Approx cost: €3.50
Approx calories (per serving): ~350 (assuming everything is split between 4 persons)
Approx preparation time: 20 minutes
This is a great, fast dish. It’s light enough to serve on it’s own, on a bed of good, crisp lettuce or other salad, but can equally be part of something more solid – bulk it out with some good bread or some meat prepared in a similar style – bit of cumin, bit of chilli etc. Personally I love the taste of cumin so I’m always eager to use it in cooking, but you can really adjust the quantities below to your own preference, although bear in mind that removing the cumin altogether isn’t such a good plan. The quantity of oil and cayenne pepper can of course be modified – not everyone likes piquant food, and if you’re watching the calories then reducing the oil is a great way of shaving off a huge amount of excess calories.
Ingredients
– 1 x 800g can lentils
– ~150g / 1.5 cups small frozen prawns
– 2 medium-sized tomatoes
– 1 medium-sized onion
– ~1 green pepper
– 2 cloves of Garlic
– 0.1 litres / 0.5 cups Olive Oil + 1tbsp
– 2 tsps Cayenne Pepper
– 3 tsps Ground Cumin
– 2 tsps Ground Coriander
– Salt and Pepper
Instructions
- Chop the onion and tomato roughly and mince the garlic. If you can get your hands on spring onions (Scallions) these are even better and really give the salad an extra bit of zing, as well as making ir more colourful with the varying green and white slices of onion. Anyway, once the tomatoes and onion are chopped up you want to heat about half the olive oil in a pan and then throw in the onion. Fry for about 1 minute until slightly translucent and then add in the tomato. Cook again for another minute or so. The idea is purely to warm the tomato through – not to break it down into a sauce.

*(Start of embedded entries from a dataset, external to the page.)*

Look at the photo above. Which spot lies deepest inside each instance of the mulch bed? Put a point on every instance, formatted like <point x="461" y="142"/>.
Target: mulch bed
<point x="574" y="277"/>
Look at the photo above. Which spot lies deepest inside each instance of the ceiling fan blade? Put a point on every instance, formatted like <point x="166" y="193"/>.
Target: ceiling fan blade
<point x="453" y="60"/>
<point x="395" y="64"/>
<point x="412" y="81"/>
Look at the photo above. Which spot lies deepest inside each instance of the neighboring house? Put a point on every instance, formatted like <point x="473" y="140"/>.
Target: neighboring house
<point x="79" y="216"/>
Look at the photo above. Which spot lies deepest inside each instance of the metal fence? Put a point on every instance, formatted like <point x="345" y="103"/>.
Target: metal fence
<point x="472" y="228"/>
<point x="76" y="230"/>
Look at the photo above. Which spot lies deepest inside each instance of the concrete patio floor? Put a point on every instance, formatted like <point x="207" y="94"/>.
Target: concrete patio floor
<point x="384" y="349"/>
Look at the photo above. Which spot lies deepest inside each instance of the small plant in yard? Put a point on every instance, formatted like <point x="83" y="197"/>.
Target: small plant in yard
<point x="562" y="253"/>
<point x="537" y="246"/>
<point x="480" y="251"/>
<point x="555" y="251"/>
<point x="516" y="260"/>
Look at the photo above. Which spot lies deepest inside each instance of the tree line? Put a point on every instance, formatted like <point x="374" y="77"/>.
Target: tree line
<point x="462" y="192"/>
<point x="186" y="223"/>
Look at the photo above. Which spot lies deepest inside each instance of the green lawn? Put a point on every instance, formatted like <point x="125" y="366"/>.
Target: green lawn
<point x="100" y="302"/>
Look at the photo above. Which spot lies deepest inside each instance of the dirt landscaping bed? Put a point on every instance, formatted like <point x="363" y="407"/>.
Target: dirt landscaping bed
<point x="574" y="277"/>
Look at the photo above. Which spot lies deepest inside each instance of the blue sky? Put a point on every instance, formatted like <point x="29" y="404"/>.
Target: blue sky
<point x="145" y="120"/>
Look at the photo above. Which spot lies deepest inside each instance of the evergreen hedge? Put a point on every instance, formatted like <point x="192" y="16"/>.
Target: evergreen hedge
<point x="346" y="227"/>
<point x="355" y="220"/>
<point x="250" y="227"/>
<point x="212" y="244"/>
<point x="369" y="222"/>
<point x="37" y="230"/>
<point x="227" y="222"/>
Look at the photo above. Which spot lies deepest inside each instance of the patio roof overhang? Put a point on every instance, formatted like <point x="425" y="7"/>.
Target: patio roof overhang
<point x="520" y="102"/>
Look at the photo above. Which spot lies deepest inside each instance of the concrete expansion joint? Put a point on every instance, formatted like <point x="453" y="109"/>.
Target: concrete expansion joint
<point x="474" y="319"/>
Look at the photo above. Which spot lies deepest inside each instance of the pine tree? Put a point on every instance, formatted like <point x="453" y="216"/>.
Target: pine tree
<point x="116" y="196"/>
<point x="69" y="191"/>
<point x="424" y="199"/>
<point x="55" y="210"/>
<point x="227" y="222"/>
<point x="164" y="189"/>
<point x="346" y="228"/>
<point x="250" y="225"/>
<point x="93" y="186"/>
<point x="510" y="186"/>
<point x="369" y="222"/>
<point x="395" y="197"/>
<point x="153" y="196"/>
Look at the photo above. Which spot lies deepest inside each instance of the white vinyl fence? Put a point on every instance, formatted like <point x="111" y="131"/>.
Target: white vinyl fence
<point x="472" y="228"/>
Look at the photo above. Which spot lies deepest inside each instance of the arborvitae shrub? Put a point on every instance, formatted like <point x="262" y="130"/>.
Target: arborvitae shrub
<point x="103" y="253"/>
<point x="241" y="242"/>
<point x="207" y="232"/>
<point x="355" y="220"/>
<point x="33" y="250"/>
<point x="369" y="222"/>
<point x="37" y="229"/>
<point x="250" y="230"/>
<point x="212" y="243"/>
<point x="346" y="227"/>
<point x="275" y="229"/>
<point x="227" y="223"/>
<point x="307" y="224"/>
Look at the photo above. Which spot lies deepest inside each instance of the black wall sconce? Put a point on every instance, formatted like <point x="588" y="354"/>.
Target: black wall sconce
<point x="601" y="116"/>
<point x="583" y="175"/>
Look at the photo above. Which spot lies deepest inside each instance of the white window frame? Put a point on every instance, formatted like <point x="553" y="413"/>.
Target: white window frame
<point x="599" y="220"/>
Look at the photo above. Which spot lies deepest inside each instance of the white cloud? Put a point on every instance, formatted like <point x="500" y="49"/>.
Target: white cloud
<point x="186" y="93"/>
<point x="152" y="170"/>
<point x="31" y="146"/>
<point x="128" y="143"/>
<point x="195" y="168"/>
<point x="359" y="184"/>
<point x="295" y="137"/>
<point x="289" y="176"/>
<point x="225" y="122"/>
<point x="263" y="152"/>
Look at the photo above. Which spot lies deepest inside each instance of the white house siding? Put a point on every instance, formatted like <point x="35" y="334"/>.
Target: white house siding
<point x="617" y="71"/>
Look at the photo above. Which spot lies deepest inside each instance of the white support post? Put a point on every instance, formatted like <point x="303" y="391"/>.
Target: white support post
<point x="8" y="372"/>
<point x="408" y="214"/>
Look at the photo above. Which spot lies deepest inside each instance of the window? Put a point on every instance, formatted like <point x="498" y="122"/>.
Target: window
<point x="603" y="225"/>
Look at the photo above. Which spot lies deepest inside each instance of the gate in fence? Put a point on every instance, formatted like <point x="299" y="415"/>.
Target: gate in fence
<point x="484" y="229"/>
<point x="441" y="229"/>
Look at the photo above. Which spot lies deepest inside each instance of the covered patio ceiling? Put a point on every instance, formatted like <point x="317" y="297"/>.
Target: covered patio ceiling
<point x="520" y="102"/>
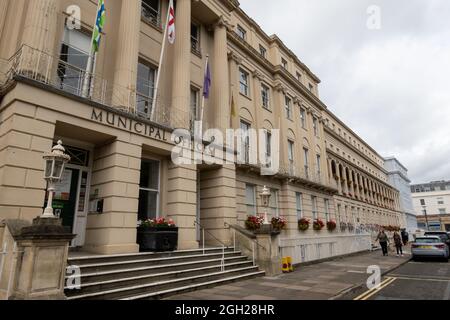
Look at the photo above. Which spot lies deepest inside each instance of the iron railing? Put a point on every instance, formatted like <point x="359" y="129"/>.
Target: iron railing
<point x="53" y="71"/>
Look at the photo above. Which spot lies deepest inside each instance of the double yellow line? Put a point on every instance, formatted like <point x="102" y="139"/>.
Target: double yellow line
<point x="367" y="295"/>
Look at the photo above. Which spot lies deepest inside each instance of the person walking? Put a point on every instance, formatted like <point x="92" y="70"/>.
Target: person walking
<point x="384" y="240"/>
<point x="398" y="244"/>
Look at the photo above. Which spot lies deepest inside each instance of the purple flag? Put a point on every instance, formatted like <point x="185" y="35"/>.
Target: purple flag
<point x="207" y="82"/>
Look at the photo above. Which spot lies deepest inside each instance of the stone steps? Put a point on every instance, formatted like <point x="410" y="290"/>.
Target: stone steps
<point x="150" y="276"/>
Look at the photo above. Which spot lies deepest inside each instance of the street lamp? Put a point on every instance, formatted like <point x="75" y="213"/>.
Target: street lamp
<point x="265" y="197"/>
<point x="426" y="217"/>
<point x="54" y="168"/>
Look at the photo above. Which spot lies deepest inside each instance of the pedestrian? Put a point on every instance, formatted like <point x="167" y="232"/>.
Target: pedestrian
<point x="398" y="244"/>
<point x="405" y="237"/>
<point x="384" y="240"/>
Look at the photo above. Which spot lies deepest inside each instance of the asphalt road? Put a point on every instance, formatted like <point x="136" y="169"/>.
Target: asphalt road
<point x="421" y="280"/>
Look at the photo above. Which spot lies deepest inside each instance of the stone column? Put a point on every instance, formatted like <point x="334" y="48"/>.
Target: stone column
<point x="115" y="178"/>
<point x="39" y="38"/>
<point x="125" y="73"/>
<point x="181" y="90"/>
<point x="220" y="75"/>
<point x="182" y="203"/>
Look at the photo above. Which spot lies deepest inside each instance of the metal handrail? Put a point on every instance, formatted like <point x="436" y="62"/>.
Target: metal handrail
<point x="222" y="265"/>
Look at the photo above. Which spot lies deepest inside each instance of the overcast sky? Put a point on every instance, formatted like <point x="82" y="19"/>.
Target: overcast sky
<point x="390" y="85"/>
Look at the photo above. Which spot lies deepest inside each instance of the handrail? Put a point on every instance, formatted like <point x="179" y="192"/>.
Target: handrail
<point x="244" y="233"/>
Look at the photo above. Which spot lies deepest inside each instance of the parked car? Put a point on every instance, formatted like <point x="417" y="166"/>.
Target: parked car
<point x="430" y="247"/>
<point x="441" y="234"/>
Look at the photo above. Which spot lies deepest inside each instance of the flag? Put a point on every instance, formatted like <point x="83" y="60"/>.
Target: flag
<point x="233" y="107"/>
<point x="99" y="25"/>
<point x="207" y="82"/>
<point x="171" y="24"/>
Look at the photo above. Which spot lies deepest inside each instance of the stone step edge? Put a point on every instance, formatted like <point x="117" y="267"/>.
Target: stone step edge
<point x="159" y="275"/>
<point x="140" y="254"/>
<point x="197" y="285"/>
<point x="108" y="264"/>
<point x="155" y="284"/>
<point x="104" y="273"/>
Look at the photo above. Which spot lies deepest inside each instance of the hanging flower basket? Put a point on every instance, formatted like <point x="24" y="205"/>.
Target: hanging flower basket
<point x="331" y="225"/>
<point x="279" y="223"/>
<point x="318" y="225"/>
<point x="254" y="223"/>
<point x="303" y="224"/>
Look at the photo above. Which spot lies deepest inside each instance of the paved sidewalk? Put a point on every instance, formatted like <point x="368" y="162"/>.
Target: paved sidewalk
<point x="320" y="281"/>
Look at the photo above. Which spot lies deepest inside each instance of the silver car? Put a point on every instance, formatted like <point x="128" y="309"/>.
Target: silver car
<point x="429" y="247"/>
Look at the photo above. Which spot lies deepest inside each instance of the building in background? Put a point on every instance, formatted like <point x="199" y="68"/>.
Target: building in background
<point x="398" y="178"/>
<point x="432" y="201"/>
<point x="121" y="147"/>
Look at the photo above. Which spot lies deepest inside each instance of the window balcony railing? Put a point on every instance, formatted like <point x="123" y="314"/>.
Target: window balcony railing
<point x="41" y="67"/>
<point x="151" y="15"/>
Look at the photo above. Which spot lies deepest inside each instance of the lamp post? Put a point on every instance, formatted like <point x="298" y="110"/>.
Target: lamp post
<point x="265" y="197"/>
<point x="55" y="163"/>
<point x="426" y="217"/>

- Drain the lentils and pour in to the pan with the onion and tomato. Add in the spices and some salt and pepper and the rest of the oil, except the tablespoon. Mix around well and taste – add some more spices if you feel it’s necessary. Stir around for a couple more minutes on the heat to warm through and then remove from heat.
- Slice the green pepper into thin strips and heat up the tablespoon of olive oil on the stove in a new pan. Put the prawns (which are probably already cooked, if not then you’ll need to ensure they’re cooked before following this part of the recipe) and the pepper into the pan and fry for about 30 seconds to a minute. I like to add a bit more cumin in at this point because prawns and cumin together are just awesome! Cook until the pepper has wilted ever so slightly – it should still be crunchy and the prawns a slightly deeper pink.
- Plate up the prawns and the lentil salad. The lentils go really well when served in a leaf of crunchy lettuce. You can also serve with Tzatziki as the tastes go together really well.